Si se consulta la estadística diaria de los fallecimientos que se producen la capital de España se puede comprobar que la realidad no se aleja demasiado de esos datos€ en condiciones de tiempo meteorológico estable y como media a lo largo de un año. Pero si se analiza esa mortalidad en situaciones de crisis climática (esa que según la presidenta madrileña «no mata a nadie») existen pruebas de que en las peores situaciones de inversión térmica, sobre todo en invierno, esas cifras de mortandad diaria llegan a duplicarse y más. Los abundantes registros de esas incorrectamente llamadas situaciones climáticas excepcionales confirman lo que acabamos de decir. Basta consultar los datos municipales a la vez que los meteorológicos. Y no se trata de excepciones, sino de estados relativamente frecuentes a lo largo del ciclo anual del tiempo atmosférico.

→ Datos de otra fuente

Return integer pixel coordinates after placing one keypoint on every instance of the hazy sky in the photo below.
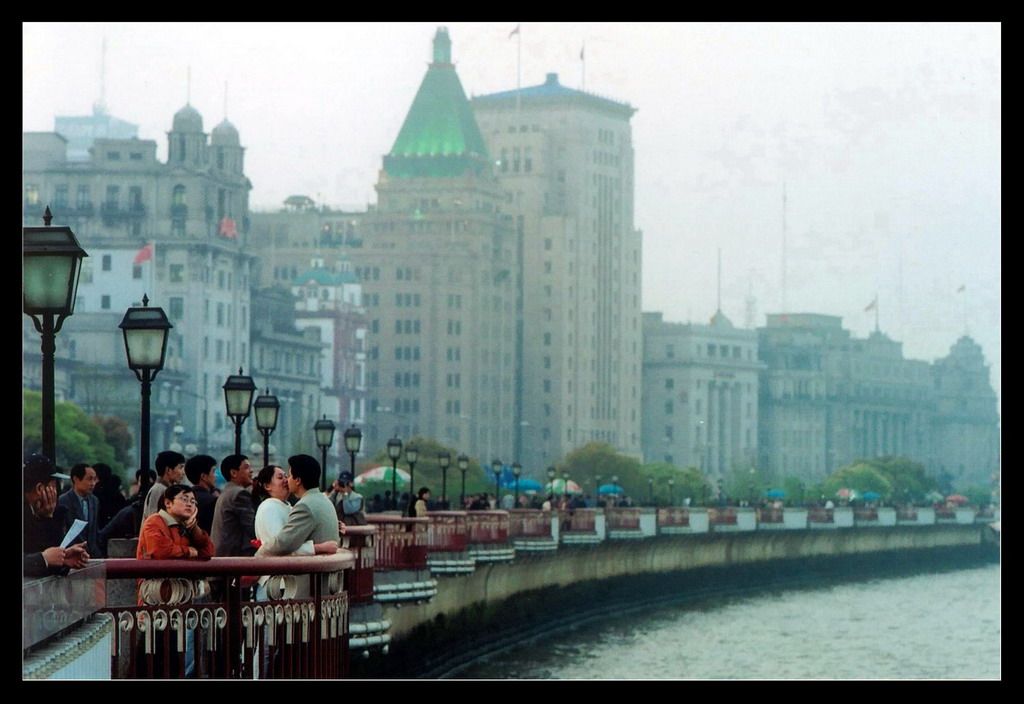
(887, 138)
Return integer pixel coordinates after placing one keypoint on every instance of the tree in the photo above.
(78, 437)
(600, 458)
(689, 483)
(860, 478)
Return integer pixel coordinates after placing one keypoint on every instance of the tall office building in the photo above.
(437, 264)
(564, 163)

En general, las situaciones más graves de contaminación acumulada y de difícil dispersión se dan durante el invierno, con buen tiempo meteorológico y sobre todo en ciudades que, como la mayoría de los casos en todo el mundo están situadas no en las crestas de las montañas, sino en las zonas más bajas de valles fluviales más o menos pronunciados, que proporcionan una orografía en forma de cubeta. Las ciudades litorales -como Barcelona o València- también suelen sufrir el efecto de cubeta como consecuencia de que a lo largo del ciclo diurno la brisa marina suave (hablamos de buen tiempo meteorológico) hace que el flujo de brisa mar-tierra haga que la dispersión de contaminantes en la cubeta se frene al ser la brisa marina una especie de lo que en el teatro se llama cuarta pared. En particular, los valencianos que viajen por la carretera València-Sagunt, en uno o en otro sentido, pueden ver a lo largo del año que las boinas de contaminación de una y otra ciudad entran y salen desplazándose del mar a la tierra o viceversa según la hora del día.